Berg described how Nils, the main witness in Linna's trial, originally told police he had tried to convince Linna not to rob the brothers and took him on a trip to where they lived to convince him they had nothing valuable to steal. He repeated these claims under oath at trial. Linna denies any such conversation or trip taking place.

Berg says that when he and Johnson interviewed Nils, he "started to tell us a different story" to the one he told in court. Nils asked the journalists to turn off their recording so he could share new information. Berg says he turned off the recorder he was using, but a second recorder placed in the background, continued to run.

"He suddenly said, 'OK, pause the recorder, I have something to say to you, and I don't want it on tape.' He said, 'Well, I had a different agenda on this journey, me and my dad, we wanted to go and buy drugs," says Berg. The witness previously told the court there was no other reason why he made the alleged trip to Kalamark where the Lindberg brothers lived.

The audio was used by Linna's lawyer to request an appeal against his original conviction and played in court at the retrial. In the process, a new precedent was set as Spår's involvement in the case achieved what Serial did not—overturning a conviction.

"We owe Serial so much," says Berg, however. "Without it we couldn't have done this. In order to get sponsors or the people that finance our podcast, they had to see something like Serial."

Acast co-founder and Spår producer Karl Rosander says the court decision legitimizes the excellent journalism that is being done in audio form. He hopes this could be a landmark moment that achieves for podcasting what the Washington Post's coverage of the Watergate scandal did for the print medium.

"We actually made a difference—we released a guy that was in jail," says Rosander. "It's so important because it makes podcasts more [respected] and trusted as a media [format]."

A Case Unsolved

On Thursday, after the court of appeals announced Linna was free, Spår released a special follow-up episode: An interview with Kaj Linna.

Berg and Johnson met and recorded their conversation with Linna in the 16-day period between the end of the retrial and the court's decision to overturn the conviction Thursday; during this time Linna was freed from prison.

"I think I recorded the most beautiful moment I ever recorded in my microphone," says Berg.

"[Linna] dreamt of a few things when he was in jail, and one of them was to go swimming again. We went to a lake in the middle of Sweden, and he and one of his sons went into the water...that was his first swim in 13 years. It was great to witness and record."

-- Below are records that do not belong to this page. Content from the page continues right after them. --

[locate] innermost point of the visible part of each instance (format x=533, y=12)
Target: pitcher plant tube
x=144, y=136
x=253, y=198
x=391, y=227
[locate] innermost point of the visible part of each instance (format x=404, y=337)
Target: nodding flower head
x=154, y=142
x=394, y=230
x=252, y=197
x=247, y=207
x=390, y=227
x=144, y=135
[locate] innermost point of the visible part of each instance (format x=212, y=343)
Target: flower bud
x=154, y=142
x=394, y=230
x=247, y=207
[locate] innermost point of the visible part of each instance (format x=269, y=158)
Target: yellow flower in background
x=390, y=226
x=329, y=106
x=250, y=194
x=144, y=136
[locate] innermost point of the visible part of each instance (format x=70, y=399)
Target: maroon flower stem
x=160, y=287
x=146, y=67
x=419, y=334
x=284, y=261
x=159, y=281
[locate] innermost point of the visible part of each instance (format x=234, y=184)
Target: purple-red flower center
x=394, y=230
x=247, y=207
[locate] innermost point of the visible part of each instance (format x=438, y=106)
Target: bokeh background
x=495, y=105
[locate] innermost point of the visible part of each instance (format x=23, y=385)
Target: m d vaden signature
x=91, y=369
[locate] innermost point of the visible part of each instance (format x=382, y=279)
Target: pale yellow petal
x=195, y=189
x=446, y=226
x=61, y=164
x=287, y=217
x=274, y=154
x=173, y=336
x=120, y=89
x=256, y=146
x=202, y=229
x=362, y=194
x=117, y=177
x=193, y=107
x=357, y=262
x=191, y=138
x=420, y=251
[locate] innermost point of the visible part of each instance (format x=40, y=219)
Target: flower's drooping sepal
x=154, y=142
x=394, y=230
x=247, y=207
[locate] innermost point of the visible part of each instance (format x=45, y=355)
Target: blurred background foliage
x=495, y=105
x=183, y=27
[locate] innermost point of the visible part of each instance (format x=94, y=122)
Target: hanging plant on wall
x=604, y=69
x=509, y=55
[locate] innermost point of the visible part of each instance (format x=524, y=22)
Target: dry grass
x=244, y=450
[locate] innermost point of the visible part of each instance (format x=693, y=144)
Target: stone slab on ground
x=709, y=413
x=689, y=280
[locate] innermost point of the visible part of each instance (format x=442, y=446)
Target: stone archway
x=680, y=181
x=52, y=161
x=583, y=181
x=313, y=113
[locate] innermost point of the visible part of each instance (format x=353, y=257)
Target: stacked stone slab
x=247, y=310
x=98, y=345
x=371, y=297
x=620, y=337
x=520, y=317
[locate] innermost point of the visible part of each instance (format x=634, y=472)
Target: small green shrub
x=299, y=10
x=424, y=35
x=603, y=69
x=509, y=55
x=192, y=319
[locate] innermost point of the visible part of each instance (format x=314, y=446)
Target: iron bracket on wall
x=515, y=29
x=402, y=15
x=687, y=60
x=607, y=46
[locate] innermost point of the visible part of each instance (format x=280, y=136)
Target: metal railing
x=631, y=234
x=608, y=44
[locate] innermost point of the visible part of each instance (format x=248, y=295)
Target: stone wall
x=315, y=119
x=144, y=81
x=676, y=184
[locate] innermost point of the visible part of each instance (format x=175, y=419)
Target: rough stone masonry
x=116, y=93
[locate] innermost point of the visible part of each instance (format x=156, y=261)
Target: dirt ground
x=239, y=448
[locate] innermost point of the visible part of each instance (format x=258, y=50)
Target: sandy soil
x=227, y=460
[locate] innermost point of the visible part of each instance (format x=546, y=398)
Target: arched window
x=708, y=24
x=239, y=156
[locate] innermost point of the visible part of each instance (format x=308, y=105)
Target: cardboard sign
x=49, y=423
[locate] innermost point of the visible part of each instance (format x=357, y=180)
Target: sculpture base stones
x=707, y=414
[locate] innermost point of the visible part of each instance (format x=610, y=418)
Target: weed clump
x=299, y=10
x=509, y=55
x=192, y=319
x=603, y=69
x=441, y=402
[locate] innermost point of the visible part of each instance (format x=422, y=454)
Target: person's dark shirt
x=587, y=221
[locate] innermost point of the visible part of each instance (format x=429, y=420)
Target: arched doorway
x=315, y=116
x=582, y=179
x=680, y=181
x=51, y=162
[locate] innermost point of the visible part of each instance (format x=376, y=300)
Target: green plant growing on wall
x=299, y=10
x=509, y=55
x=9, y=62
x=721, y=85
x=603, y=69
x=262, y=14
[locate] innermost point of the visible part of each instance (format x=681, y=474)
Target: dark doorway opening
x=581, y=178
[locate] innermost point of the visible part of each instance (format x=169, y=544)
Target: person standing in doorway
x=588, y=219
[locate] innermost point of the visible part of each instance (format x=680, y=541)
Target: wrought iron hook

Linna, Berg says, now plans to leave Sweden and move to Spain, believing he was treated unjustly by the Swedish justice system.

But with Linna now free, police are again investigating the murder of Roger Lindberg and the assault of his brother, Sune. The key witness in the first trial could hold the key to the truth.

In the original investigation, Sune Lindberg recalled hearing the voice of a man the brothers had previously done business with when he and his brother were attacked.

The man, identified only as Bertil, gave the police an alibi and said he suspected Linna. He told officers to speak to another man—the key witness, Nils—who, he claimed, had more information about Linna's involvement. It was Nils's testimony that jailed Linna.

"I'm confident if the police want to solve this, they will do it," says Berg. "This needs to get solved."

Berg and Johnson may even turn on their recorders for another season of Spår following the latest developments.